Reduzindo as {peonadas}, se facilitaria o acesso dos jornaleiros ao subsídio agrário, o antigo PER. Essa é uma das medidas com as que o Governo de Pedro Sánchez quereria fazer frente às consequências negações que poderiam provocar os tarifas da administração Trump em regiões como Extremadura e Andaluzia, onde até à busca de novos mercados poderia ver-se diminuído o trabalho no campo.

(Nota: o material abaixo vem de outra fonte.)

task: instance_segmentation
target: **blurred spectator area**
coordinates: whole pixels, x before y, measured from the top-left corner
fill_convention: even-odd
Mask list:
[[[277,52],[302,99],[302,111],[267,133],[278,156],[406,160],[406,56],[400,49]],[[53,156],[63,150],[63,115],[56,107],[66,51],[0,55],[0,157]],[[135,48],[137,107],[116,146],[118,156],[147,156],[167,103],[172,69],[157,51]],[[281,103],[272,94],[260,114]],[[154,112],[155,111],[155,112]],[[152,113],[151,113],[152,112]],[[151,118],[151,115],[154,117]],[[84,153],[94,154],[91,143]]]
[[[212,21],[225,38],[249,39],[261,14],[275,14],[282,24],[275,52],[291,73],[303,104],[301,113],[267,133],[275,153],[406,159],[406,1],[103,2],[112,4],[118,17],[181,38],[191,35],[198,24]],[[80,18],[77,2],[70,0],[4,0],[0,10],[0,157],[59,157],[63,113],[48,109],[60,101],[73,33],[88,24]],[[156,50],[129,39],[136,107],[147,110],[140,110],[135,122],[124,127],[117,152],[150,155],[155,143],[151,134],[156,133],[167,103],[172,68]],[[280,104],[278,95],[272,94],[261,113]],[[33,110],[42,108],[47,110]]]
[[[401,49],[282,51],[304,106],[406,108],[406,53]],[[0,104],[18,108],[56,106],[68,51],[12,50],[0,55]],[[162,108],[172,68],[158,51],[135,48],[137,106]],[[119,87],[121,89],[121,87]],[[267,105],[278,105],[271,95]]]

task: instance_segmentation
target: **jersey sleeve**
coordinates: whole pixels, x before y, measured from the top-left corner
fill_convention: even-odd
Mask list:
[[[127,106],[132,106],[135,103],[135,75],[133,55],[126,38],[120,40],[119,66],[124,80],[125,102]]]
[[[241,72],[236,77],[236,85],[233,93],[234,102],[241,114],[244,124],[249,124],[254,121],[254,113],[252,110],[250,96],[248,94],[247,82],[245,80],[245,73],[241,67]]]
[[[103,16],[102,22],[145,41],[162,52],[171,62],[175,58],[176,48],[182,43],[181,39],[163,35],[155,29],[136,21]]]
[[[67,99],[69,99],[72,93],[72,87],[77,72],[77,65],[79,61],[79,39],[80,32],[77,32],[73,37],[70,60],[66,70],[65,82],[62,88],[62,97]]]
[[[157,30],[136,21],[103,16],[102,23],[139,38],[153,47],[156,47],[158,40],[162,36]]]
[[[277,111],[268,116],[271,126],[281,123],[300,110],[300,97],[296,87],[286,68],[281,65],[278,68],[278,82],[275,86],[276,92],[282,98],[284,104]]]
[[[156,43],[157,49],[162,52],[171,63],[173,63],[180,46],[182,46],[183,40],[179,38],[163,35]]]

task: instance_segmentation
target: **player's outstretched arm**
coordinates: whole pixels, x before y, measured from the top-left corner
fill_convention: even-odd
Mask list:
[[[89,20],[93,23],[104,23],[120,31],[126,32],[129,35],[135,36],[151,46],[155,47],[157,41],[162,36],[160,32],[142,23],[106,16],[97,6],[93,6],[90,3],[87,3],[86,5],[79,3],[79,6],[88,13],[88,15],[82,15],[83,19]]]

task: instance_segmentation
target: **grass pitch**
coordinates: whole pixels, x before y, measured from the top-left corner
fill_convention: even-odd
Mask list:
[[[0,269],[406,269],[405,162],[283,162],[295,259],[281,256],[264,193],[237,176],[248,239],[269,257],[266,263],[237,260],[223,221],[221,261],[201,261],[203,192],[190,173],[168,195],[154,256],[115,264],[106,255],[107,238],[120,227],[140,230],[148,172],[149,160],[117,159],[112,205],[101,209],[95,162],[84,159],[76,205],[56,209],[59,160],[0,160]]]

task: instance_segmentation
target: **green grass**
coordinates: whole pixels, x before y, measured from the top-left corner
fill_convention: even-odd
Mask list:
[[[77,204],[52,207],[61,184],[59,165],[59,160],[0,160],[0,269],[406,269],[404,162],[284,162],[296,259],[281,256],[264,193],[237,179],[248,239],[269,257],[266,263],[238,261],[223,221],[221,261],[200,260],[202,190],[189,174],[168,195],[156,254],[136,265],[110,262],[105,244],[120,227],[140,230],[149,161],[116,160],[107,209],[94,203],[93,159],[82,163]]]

O PER DE 1986 // O que hoje se conhece como Programa de Fomento de Emprego Agrário tem sua origem no ano 1986. Segundo recolhe/expressa Efe, o PER foi impulsionado para estabelecer à população em zonas rurais deprimidas de Andaluzia e Extremadura com uma alta taxa de desemprego. Tanto/golo o Governo como a Junta e as assembleias provinciais se faziam cargo da financiamento de umas investimentos destinados às infraestruturas, bem como para a contratação de trabalhadores eventuais agrários. Com o passo dos anos, a medida se estendeu a outras regiões. El programa contemplava, além disso, subsídios agrários, isto é, ajudas por desemprego que recebem os jornaleiros que descontaram ao ano um número mínimo de {peonadas}, isto é, jornadas completas de trabalho no campo.

Na atualidade, o programa determina 35 {peonadas} no mínimo para perceber/receber o subsídio. No entanto, já houve outras reduções por questões ocasionais e excecionais. Em Dezembro de 2018 se aprovou um real decreto lei que diminuía o mínimo de {peonadas} a 20 pelos temporárias que afetaram às colheitas. Em Fevereiro de 2018 e durante o governo do PP também se reduziu, neste caso para fazer frente aos estragos da seca no sul de Espanha.

Outras medidas propostas por Pedro Sánchez ontem consistem em solicitar à União Europeia, se se mantém a decisão estado-unidense, o armazenagem privado de óleo/azeite (uma das produções mais afetadas), e o apoio à promoção para procurar terceiros mercados e ajudas para o sector, como as que já se outorgaram em casos como o veto russo a produtos comunitários.